Buffy Sainte-Marie has been running for the drum practically her whole life, pursuing its internal call to life, love, independence, creativity and activism. That drumbeat has led her to multiple careers and finally drew her back into the recording studio to create Running for the Drum, her first new recordings since 1996.
Since the CD’s release, it has earned Buffy her second Juno Award (the Canadian Grammy) for Best Aboriginal Album, the Aboriginal People’s Choice Music Award (ABCMA) for Best Album, and within the last month Buffy took home four Canadian Aboriginal Music Awards for Best Female Artist, Best Album, Best Single (“No No Keshagesh” – watch the video below) and Best Songwriter.

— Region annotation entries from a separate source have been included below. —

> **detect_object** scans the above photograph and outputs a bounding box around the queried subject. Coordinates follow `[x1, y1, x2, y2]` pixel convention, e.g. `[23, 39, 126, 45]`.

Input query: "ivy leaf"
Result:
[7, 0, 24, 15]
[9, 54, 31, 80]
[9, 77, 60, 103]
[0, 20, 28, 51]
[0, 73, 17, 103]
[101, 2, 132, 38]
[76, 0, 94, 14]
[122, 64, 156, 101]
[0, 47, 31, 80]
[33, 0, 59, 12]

Buffy also became the first person to win the APCMA’s Lifetime Achievement Award and was the 25th inductee into the Canadian Country Music Hall of Fame.
Since her recording debut 45 years ago, Sainte-Marie’s original songs have attracted cover versions by artists including Elvis Presley, Barbra Streisand, Janis Joplin, Cher, Roberta Flack, Neko Case, Courtney Love, and seemingly half the folksingers of the 1960s. Her co-written “Up Where We Belong,” the theme from the 1982 movie An Officer and a Gentleman, won her an Academy Award and a Golden Globe Award.
The multi-talented Sainte-Marie recently shifted her focus from her work as a visual and digital artist, an educator, and a Native American sociopolitical activist to record Running for the Drum in her home studio in Hawaii. With musician Chris Birkett as her co-producer, as he was on her last two CDs, including Up Where We Belong (1996), Buffy crafted eleven original songs and an expanded version of “America the Beautiful” into what she calls her “usual whiplash collection of many styles – pop, protest, country, rock, dance-remix, rockabilly and big love songs.”
Using electronic samples and drum programming as well as more conventional instruments, primary musicians Buffy (keyboards, percussion, guitar) and Birkett (guitars, bass, percussion) match their music to Buffy’s eclectic songs. Her contemptuous putdowns of corporate greed (“No No Keshagesh,” which Buffy performs in a new video posted on YouTube) and the political establishment (“Working for the Government”) are set to whirling electronica and wailing “powwow” vocals, as is the jubilant “Cho Cho Fire.” There are contrastingly gentle arrangements of love songs “Too Much is Never Enough” and “Still This Love Goes On”; a boisterous “I Bet My Heart on You” features Buffy and guest Taj Mahal dueting on pianos; the quietly comforting “Easy Like the Snow Falls Down”; an amped Elvis approach to “Blue Sunday,” and appropriately acoustic treatments of “America the Beautiful,” outfitted with new lyrics to reflect the Native American community, and a lovely re-recording of a Sainte-Marie classic, “Little Wheel Spin and Spin.”